A few recent back garden invertebrates

First up is the smart looking tortrix moth Agapeta zoegana. It is relatively common, the larvae feeding on knapweed, and is met with annually in the garden MV. However, it comes in two forms. The one usually encountered is a real looker, a concoction of banana-yellow and milk chocolate. The other, known as ferrugana replaces the yellow with a frothy cappuccino brown (above, right). I hadn't knowingly seen this form until last week, both handily coming to the MV on the morning of August 9th. 'The Smaller Moths of Surrey', published in 2012, suggests that ferrugana "occurs occasionally in the county at a low density."

My checking of the MV during this hot weather has not really produced the hoped for 'good' migrant or wanderer, but this disappointment was suspended on the morning of August 5th when this bizarre moth was trapped - a gynandromorph Gypsy Moth, half female, half male. The male half in the above images is exhibited on the left hand side of the moth. The smaller wing and ornately feathered antenna can clearly be seen. In comparison, the female wing is larger, a clean ivory-grey in colour, with bold spotting and faded barring. The appearance of the male wing has obviously been influenced by the female half as his colouration is normally one of a denser brown. Also note the females simpler antenna. I have not seen a female Gypsy Moth before as they are shy fliers and not readily attracted to light.
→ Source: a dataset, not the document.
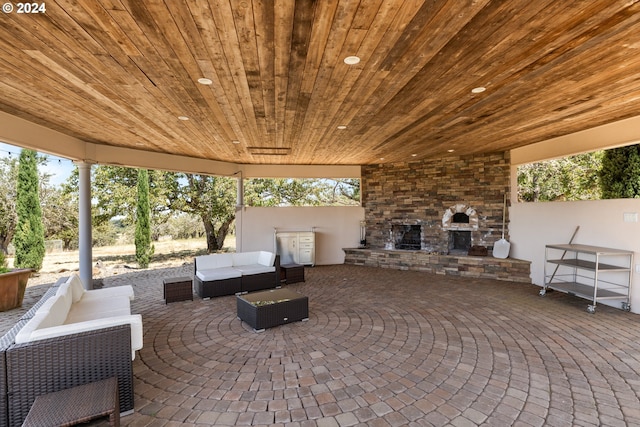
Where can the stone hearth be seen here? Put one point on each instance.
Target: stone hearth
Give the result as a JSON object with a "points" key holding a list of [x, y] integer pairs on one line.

The hot weather has certainly enticed some butterfly wandering, as no fewer than three new species have been recorded in the garden in over the past three weeks - Dark Green Fritillary, Brown Argus and this most welcome Brown Hairstreak, that alighted on Goldenrod yesterday evening, remaining in place for several minutes. It became species number 24 to grace the Banstead, Surrey garden.